これに加えて、全国の販売前マンションから「事前人気指数」が高い物件のリストも公開する。
2024年7月~9月人気指数物件・事前人気指数リスト
・東京23区内・山手線内側エリアの「マンション人気指数」高位物件
・東京23区内・山手線外側エリアの「マンション人気指数」高位物件
・東京市部・埼玉県エリアの「マンション人気指数」高位物件
・神奈川県エリアの「マンション人気指数」高位物件
・千葉県・栃木県エリアの「マンション人気指数」高位物件
・愛知県エリアの「マンション人気指数」高位物件
・京都府・奈良県・大阪府・兵庫県エリアの「マンション人気指数」高位物件
・広島県・福岡県・沖縄県・北海道エリアの「マンション人気指数」高位物件
・全国の「事前人気指数」上位物件
「人気指数の計算方法」
「新築マンション人気指数」は、資料請求数と販売センター来訪者、そしてマンションの総戸数から算出されるもの。総戸数からみて、多くの人が資料請求をし、販売センターに訪れた物件は指数が高くなり、人気が高い物件とみなされる。

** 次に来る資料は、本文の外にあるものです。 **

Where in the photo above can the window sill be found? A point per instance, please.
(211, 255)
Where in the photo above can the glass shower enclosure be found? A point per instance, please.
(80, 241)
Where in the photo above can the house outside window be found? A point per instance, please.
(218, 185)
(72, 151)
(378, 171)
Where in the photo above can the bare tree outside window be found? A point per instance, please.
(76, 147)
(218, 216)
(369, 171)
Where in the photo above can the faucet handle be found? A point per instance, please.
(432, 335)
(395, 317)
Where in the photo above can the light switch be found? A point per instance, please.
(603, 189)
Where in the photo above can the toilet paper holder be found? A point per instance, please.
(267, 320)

調査期間は3ヶ月。3ヶ月間の資料請求数と販売センター来場組数を聞き取り調査する。資料請求数は10分の1にカウントし、来場組数の実数と合算、それを総戸数(販売対象戸数)で割って、指数を出す。指数1.0以上となるマンションを、人気物件として認定する。

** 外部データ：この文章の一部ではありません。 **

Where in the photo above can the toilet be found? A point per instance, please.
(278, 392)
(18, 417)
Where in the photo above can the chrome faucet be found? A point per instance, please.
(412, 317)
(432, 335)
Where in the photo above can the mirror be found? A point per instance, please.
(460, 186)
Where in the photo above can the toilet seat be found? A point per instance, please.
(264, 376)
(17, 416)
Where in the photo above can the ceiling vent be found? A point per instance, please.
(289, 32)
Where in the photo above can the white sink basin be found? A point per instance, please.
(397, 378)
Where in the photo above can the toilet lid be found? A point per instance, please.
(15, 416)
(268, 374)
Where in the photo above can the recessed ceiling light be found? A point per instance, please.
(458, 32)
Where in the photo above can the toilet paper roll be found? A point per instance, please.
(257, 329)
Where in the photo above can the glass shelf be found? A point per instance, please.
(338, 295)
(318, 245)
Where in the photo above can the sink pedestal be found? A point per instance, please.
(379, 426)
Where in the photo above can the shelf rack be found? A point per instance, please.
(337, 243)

指数が「5.0」を超えると即日完売が発生しやすくなる。「10」を超えれば、全戸が一瞬にして売り切れてしまう可能性が高い。
実際、人気指数10以上のマンションは宣伝を控える。これ以上、客が集まっても対応しきれない、むしろ販売センターが混乱して危険と考えるからだ。だから、「そんなマンションがあったの?知らなかった」という事態が起きがち。大げさな表現ではなく、過去の超人気物件の多くはそのようにして消えていった。
「事前人気指数の計算方法」
「販売前人気指数」は、モデルルームを開く前の資料請求時点での人気度を探るもので、「これからの要注目物件」が浮き上がる指数となる。
その算出方法は、資料請求が始まった時点から調査日までの資料請求数を聞き取り調査する。その数を総戸数で割って指数を算出。指数「2」以上の物件が、販売前人気マンションとして、認定している。